The ledge whereon he had landed before was deeply undercut. During a tide no more than two or three feet lower than this that would serve him to-day, the place could scarcely be approached, and could never be entered at all. The swirl, which was rarely ever absent from the place, increased in violence steadily with the lowering levels of the water.
It was not without some chance of catastrophe that he presently landed on the shelf. He lost little time in securing his painter to the rocks, the line so adjusted he could readily slip it from the crevice should a hasty retreat seem wise.
The task of blasting out the ledge was not a simple matter. To lodge the bomb where its energy would be directed almost wholly against the dam, or rock, and yet protect it from the trickling stream that could readily render it useless, involved an extra toil of piling rocks, on which he had not reckoned.
Fortunately, much of the thickest wall was opposed to the pot-hole in the dam, while one or two extra-heavy fragments from the cliff were so lightly poised he could drop them in the breach.
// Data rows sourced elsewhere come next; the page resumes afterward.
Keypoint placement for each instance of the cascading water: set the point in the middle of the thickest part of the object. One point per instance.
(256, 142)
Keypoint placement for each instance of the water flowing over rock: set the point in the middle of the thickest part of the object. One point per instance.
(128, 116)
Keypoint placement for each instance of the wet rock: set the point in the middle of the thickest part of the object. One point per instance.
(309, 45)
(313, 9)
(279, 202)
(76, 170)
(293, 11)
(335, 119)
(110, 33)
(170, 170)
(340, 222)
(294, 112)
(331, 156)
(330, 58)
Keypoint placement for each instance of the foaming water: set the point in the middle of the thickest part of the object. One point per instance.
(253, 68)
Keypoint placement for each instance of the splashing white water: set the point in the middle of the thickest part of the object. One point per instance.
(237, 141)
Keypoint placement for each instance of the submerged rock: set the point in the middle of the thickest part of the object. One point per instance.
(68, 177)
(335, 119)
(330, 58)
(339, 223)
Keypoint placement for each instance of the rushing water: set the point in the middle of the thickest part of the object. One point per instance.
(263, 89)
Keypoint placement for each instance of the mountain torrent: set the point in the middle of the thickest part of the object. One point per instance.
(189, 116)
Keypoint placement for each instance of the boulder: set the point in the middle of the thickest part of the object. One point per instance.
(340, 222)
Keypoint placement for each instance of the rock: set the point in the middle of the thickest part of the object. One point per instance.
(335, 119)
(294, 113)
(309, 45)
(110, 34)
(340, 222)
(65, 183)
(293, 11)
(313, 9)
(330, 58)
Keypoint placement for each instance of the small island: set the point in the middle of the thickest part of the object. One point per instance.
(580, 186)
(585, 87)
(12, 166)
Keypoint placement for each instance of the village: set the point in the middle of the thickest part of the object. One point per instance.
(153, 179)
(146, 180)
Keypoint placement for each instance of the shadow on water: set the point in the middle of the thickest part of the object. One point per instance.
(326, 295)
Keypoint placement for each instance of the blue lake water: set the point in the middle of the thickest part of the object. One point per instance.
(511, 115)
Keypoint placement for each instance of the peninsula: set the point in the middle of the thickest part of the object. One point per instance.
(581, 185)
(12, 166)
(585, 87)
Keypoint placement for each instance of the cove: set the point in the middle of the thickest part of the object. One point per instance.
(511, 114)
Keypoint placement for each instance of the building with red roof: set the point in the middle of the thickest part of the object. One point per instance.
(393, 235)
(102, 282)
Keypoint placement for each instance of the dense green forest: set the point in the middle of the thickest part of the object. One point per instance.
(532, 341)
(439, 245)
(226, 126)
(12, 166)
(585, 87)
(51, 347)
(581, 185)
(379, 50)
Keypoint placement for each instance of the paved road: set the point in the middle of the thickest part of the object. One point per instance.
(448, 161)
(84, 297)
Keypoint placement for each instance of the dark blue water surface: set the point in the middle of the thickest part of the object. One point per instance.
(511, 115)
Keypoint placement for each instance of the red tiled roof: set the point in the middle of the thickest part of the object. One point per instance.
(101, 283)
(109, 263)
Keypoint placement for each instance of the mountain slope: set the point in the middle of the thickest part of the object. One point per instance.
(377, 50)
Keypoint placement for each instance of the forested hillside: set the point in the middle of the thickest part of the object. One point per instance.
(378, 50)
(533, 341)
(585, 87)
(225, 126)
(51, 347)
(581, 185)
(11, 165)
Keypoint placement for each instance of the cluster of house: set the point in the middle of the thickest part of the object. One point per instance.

Despite these natural advantages, however, he labored hotly for fully half an hour before he could even lay his fuse.
Meantime, his torch was blazing smokily, against his final need of igniting the match and later exploring for results. At length he looped the fuse along a ragged line of broken honeycomb, where pits had been eaten in the tufa, and trailed it well down to the brink of the ledge, with its end propped high between two bowlders.
With one last look at all his careful arrangements, he slipped off his raft-line, caught up his torch, and was stepping down to board his float when a sharp piece of rock broke away beneath his foot and dropped him forward on his hand.
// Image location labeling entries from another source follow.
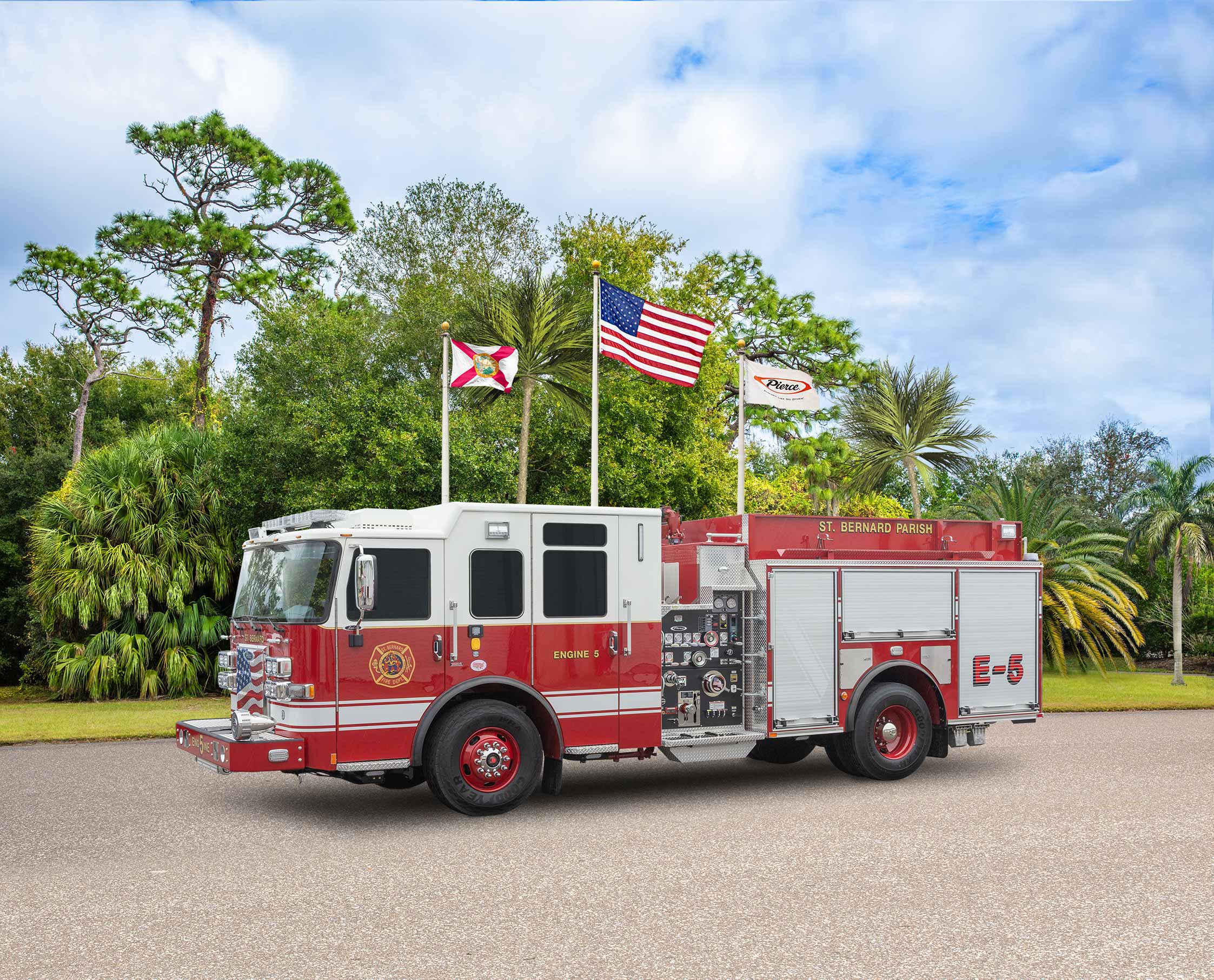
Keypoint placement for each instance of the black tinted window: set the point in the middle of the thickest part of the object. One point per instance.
(575, 585)
(576, 536)
(402, 585)
(496, 585)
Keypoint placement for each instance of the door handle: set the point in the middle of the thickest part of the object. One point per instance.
(628, 634)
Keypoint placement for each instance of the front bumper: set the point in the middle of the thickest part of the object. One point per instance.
(211, 743)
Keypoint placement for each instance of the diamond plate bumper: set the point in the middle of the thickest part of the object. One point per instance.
(210, 740)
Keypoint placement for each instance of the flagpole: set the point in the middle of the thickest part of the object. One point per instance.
(594, 396)
(742, 429)
(447, 466)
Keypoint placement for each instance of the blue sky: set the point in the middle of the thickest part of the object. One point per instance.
(1020, 191)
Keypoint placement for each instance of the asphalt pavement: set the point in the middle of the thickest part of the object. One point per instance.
(1079, 847)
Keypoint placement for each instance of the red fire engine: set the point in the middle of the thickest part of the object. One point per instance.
(479, 646)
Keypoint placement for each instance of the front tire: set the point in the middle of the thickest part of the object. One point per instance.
(893, 734)
(781, 751)
(483, 758)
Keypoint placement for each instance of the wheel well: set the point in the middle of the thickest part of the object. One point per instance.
(901, 672)
(529, 701)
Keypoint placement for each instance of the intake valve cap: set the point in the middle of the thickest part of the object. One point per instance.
(244, 724)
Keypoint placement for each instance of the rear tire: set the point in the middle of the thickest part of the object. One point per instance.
(483, 758)
(781, 751)
(893, 734)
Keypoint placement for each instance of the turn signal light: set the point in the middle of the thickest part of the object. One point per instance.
(282, 691)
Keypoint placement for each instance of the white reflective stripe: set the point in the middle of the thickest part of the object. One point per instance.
(367, 728)
(602, 701)
(640, 700)
(357, 713)
(599, 690)
(309, 716)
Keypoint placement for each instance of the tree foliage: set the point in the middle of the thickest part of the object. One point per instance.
(38, 396)
(1086, 604)
(552, 333)
(323, 416)
(129, 559)
(914, 422)
(102, 308)
(1173, 517)
(235, 208)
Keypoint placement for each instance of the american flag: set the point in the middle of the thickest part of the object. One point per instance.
(656, 340)
(250, 676)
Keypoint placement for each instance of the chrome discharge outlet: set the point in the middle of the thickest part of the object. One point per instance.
(244, 724)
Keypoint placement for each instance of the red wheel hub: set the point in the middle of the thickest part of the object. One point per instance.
(895, 731)
(489, 760)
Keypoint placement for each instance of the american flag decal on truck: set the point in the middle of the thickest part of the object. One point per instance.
(250, 679)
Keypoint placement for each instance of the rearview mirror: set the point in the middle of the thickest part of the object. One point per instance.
(364, 582)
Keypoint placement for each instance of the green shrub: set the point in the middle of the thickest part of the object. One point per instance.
(129, 559)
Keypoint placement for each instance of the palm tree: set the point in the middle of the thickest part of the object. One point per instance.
(1084, 600)
(127, 559)
(554, 342)
(917, 422)
(1173, 515)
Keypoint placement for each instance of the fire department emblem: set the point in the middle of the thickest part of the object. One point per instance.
(393, 665)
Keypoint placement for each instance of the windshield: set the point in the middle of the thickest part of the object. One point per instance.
(287, 583)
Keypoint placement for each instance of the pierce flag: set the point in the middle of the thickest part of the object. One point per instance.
(479, 366)
(782, 388)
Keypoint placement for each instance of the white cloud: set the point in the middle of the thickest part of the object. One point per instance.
(1024, 192)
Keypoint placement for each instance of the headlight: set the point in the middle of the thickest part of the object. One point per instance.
(284, 691)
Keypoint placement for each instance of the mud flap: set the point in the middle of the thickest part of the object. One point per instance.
(939, 747)
(550, 783)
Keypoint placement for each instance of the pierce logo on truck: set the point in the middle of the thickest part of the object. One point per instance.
(393, 665)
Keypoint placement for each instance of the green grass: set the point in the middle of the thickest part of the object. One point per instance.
(33, 717)
(1124, 691)
(27, 717)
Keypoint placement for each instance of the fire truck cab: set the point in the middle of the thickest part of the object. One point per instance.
(480, 646)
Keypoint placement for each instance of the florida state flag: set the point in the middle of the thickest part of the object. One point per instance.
(492, 367)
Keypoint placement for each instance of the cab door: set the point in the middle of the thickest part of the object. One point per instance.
(390, 672)
(488, 597)
(578, 646)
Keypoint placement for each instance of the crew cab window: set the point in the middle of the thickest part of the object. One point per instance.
(575, 536)
(575, 585)
(496, 585)
(402, 585)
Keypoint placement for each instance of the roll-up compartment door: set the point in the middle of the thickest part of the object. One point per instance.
(998, 641)
(898, 602)
(803, 647)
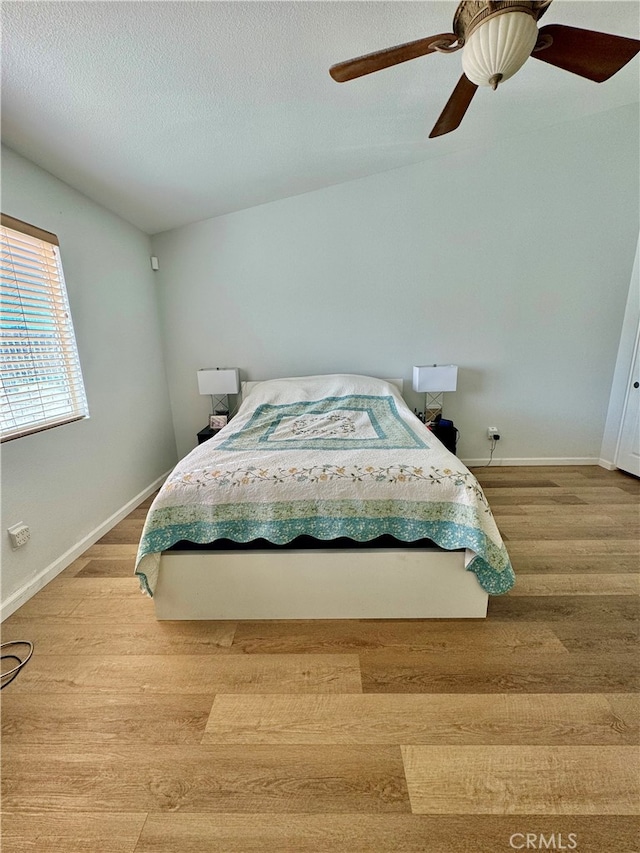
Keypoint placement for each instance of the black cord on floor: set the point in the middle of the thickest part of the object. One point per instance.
(13, 672)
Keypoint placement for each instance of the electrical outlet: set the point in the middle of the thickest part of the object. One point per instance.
(19, 535)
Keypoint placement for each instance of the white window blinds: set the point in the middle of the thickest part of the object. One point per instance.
(40, 370)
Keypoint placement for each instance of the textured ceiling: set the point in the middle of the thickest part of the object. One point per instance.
(171, 112)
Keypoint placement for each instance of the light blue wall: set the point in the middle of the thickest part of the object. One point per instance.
(513, 262)
(66, 482)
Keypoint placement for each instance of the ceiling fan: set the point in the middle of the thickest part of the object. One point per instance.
(498, 36)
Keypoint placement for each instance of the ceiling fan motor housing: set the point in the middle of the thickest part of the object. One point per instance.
(498, 37)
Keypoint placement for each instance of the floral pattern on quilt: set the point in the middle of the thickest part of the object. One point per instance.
(287, 467)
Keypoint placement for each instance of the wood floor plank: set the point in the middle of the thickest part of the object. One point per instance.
(189, 674)
(492, 672)
(351, 635)
(580, 564)
(91, 718)
(420, 719)
(113, 567)
(68, 637)
(205, 778)
(577, 584)
(123, 552)
(523, 779)
(85, 832)
(598, 527)
(609, 638)
(105, 724)
(626, 707)
(560, 608)
(389, 833)
(607, 546)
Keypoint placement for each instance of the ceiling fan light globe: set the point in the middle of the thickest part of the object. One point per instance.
(499, 46)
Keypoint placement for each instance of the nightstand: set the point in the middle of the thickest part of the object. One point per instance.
(206, 433)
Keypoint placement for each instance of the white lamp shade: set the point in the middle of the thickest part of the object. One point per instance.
(218, 380)
(500, 45)
(435, 378)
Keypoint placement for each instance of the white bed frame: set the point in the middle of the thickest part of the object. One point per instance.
(318, 584)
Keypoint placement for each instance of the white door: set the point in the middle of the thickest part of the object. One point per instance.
(628, 454)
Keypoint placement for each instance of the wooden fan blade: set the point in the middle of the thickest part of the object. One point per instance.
(361, 65)
(456, 107)
(596, 56)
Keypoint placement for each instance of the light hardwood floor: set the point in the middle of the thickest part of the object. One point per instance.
(126, 735)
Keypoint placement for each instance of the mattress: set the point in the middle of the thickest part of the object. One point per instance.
(326, 457)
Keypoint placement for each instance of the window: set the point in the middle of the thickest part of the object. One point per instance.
(40, 370)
The torch was flung against the fuse, where it lay along the slope. He heard it hiss, where the powder had caught, and aware that, by three or four feet, it was shorter now than he had ever intended to light it, he lurched full-length upon his raft and fumbled to clutch up the oars.
But the swirl was on, and the catamaran seemed possessed to bump against the ledge.
In a final desperate outburst of strength, he sent the thing shooting outward. Its bow would have turned in the whirlpool then, but he drove it clear of the point.